(unless you include minibosses, in which case the bats and faeries might need rebalancing)
Bear in mind that the little fairies that are shot by the big fairies are actually projectiles rather than monsters for this purpose.
But yea, the melee-only bosses (vampire bats, iirc) would not fit neatly into this little scheme.
I'm thinking that if I try this it will be as an alternate model that some monsters use; namely the miniboss skelebot, the miniboss amoebas, and maybe a few others: the ones where it seems to make the most obvious sense. Because if it doesn't work for a giant amoeba it needs to be reworked (or ditched in favor of something else) before being applied to much else anyway.

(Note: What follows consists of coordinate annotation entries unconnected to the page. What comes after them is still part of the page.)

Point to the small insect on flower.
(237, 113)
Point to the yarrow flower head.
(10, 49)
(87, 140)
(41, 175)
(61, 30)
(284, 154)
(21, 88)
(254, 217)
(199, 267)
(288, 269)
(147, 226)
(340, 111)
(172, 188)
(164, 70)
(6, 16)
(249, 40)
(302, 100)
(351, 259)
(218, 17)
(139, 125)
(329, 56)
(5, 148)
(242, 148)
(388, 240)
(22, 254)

Someone up here mentioned Terraria, and Terraria is pulling its own problems as far as multiplayer goes. In any case where there is a high lag you'll have monsters "popping" around, which is honestly not such a bad thing, since they do this for ALL characters in play. But it does make certain skillshots difficult, especially in very high lag situations (200ms+) where monsters can entirely bypass you if you hit them in melee.
Thank you for clarifying that, I've only played the very beginning parts of Terraria and wasn't sure if they were really managing all that massive laser pew-pew in MP with none of the restrictions we've seen elsewhere. So they haven't defeated physics after all
They go for lag-compensation rather than local-sim-of-monsters, so you can miss stuff that you would have hit if you were playing singleplayer, etc. Not arguing that that is worse than what we have, just observing.
One thing about the "server-plots-a-course" approach is that I _think_ we can maintain the local-sim-of-monsters for the actual firing of their projectiles and the collision check for your projectiles so that we can still avoid missing when you wouldn't have missed in SP and getting hit when you wouldn't have gotten hit in SP. The thing is that the enemies would still be in _slightly_ different positions between the various clients, but it would probably be close enough that you wouldn't notice except through deliberate scrutiny.
The downside is that it's not compatible with some of the behaviors of our current monsters like bats making split-second direction changes to chase a rapidly moving player. I'm not sure, but my recollection of Terraria doesn't include anything like that: the slimes and underground-worms had fairly large delays between hops, the zombies would chase you but still had fairly relaxed changes in acceleration, etc.